Hem kendisine hem kızına HPV aşısı yaptırmak istediğini ancak tereddütleri olduğunu ve bu konuda yıllarca araştırma yaptığını belirten S.Ö, Cumhuriyet Halk Partisi’nin (CHP) HPV aşısının ücretsiz olması gerektiğini gündeme getirmesiyle birlikte aşıyla ilgili kararsızlığının son bulduğunu ve aşı yaptırmaya karar verdiğini söyledi.
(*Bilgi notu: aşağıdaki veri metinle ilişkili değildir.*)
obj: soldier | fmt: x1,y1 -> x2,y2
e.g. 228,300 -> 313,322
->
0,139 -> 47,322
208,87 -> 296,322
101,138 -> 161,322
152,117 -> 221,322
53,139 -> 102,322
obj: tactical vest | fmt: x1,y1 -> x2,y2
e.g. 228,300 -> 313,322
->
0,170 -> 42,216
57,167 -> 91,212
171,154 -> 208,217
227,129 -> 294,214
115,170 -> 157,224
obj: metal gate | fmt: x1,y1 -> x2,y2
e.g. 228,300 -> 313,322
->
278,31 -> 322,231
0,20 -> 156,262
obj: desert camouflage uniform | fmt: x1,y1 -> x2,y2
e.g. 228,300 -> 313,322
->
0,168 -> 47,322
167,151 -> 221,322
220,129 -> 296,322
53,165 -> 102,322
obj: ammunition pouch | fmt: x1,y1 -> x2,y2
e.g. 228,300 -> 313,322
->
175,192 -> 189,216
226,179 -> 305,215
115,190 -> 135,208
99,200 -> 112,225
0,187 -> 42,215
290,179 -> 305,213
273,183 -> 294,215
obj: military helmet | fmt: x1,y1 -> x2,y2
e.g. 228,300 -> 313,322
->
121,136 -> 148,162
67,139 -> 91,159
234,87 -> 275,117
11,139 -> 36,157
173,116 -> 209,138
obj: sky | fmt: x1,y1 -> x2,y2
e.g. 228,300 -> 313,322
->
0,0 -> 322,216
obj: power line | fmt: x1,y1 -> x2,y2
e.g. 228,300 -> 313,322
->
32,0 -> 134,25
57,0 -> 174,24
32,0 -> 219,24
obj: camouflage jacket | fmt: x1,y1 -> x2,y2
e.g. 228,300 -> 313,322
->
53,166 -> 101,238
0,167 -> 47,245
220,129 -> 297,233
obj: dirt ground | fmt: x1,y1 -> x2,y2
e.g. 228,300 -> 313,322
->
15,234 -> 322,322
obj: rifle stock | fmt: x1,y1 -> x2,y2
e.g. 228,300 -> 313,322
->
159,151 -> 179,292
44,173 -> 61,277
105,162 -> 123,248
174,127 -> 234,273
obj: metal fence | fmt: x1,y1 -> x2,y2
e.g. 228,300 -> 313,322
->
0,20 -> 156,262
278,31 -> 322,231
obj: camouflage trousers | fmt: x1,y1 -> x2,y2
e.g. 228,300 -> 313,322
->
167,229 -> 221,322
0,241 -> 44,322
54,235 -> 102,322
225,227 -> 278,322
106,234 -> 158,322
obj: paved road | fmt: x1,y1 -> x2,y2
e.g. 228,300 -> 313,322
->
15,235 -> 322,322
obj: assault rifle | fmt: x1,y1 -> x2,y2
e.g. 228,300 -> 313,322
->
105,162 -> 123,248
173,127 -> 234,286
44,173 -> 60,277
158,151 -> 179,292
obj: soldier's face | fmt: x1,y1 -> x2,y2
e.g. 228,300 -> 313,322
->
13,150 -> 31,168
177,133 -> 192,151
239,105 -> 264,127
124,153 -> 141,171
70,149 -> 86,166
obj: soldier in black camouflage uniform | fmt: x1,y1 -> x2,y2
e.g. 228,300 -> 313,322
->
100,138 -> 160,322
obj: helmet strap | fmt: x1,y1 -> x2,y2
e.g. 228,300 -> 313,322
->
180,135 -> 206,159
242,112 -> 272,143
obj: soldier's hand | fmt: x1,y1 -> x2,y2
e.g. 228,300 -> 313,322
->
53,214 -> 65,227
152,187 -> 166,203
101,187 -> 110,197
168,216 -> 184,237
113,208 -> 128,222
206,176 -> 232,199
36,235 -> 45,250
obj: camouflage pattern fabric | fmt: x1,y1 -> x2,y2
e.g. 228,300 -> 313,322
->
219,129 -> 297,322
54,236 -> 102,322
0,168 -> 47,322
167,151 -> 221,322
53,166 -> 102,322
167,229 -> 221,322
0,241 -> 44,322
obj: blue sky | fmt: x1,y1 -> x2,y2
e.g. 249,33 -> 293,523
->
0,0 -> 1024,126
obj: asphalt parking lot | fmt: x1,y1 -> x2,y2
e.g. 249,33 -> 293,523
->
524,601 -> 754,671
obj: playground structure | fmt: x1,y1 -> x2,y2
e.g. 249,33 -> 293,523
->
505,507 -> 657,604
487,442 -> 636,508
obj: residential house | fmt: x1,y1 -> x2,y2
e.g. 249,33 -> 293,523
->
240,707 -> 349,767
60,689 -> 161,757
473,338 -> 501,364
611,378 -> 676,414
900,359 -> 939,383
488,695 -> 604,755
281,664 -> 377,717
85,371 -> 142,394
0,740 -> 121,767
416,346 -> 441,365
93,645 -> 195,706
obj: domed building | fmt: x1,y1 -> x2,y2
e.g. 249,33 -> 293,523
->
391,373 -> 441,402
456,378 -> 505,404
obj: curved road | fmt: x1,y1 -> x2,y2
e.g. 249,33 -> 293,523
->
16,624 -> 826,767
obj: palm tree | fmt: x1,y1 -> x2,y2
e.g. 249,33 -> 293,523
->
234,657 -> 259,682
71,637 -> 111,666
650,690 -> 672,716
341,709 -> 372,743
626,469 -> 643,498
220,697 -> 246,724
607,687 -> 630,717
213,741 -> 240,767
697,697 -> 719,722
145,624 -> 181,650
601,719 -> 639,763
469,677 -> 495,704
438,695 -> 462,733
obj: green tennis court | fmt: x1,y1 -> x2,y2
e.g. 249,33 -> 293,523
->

Genellikle aşılar ile ilgili bilgilendirilme yetersizliğinden dolayı insanların kafasında soru işaretleri oluştuğunu vurgulayan S.Ö, HPV aşısı konusunda farkındalığın artması gerektiğini söyledi. S.Ö, “HPV’in bulaşıcılığı çok yüksek ancak yine de yaptırıp yaptırmama konusunda tedirginlik yaşadım. Bu noktada doktorun güven vermesi çok önemli… Sonuç olarak hem kendim aşı oldum hem de kızıma aşı yaptırdım. Ancak hem maliyeti yüksek hem de herkesin yaptırması gereken aşı… Dolayısıyla ücretsiz olması gerekir. Parası olmadığı için yaptıramayan o kadar çok insan var ki… Birçok ülkede ücretsizken neden Türkiye’de ücretli? Sağlık, her bireyin hakkı…” diye konuştu.

‘ZORUNLU OLMALI’

HPV ile karşılaşan ve sonrasında aşı yaptıran B. T ise şunları söyledi: “HPV ile karşılaşana kadar buna dair hiçbir bilgim yoktu. Hiç kimse bilgilendirmiyor. Ancak sağlık konusunda çok titiz biri olduğum için smear testi oldum. Böylelikle erken tanı kondu. Ben rutin olarak smear testi yaptırmasam erken tanı imkanım olmayacaktı. HPV olduğu tespit edilince aşı oldum. Belki de kanser olmaktan kurtuldum. Ancak herkesin bu aşıyı yaptırmak için yeterli parası olmayabilir, cidden pahalı bir aşı… Kanseri önleyebilecek böyle önemli bir aşının mutlaka ücretsiz olması gerekir. Kimsenin bu virüsle karşılaşmasını istemem. Bu kadar tehlikeli bir virüsle ilgili halkın bilgilendirilmesi gerekiyor. Aşının hem ücretsiz hem zorunlu olması lazım.”